Lightly grease the cups.
Mix dry ingredients: In a large bowl, whisk flour, sugar, baking powder, baking soda, cinnamon, nutmeg, ginger, and salt until well combined.
Mix wet ingredients: In a separate bowl, whisk the eggs, oil, yogurt, and vanilla until smooth.
Combine: Pour the wet mixture into the dry ingredients. Stir gently with a spatula until just combined. The batter will be thick—don’t overmix.
Fold in carrots and add-ins: Stir in the grated carrots and any optional nuts or raisins.

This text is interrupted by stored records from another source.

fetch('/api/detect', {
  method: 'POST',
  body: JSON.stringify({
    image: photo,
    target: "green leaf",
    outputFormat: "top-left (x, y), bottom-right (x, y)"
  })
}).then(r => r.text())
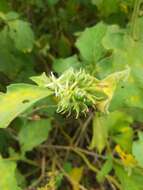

Fold until evenly distributed.
Fill cups: Divide the batter evenly among 8–10 muffin cups, filling them about 3/4 full. Smooth the tops slightly with a spoon.
Air fry: Place the muffins in a single layer in the basket. Air fry at 320°F (160°C) for 12–16 minutes, or until the tops are set and a toothpick comes out with just a few moist crumbs.
Work in batches if needed.
Cool: Let muffins cool in the cups for 5 minutes, then transfer to a rack. Cool completely if you plan to glaze.
Optional glaze: Beat cream cheese, powdered sugar, milk, vanilla, and a pinch of salt until smooth. Spread or drizzle over cooled muffins.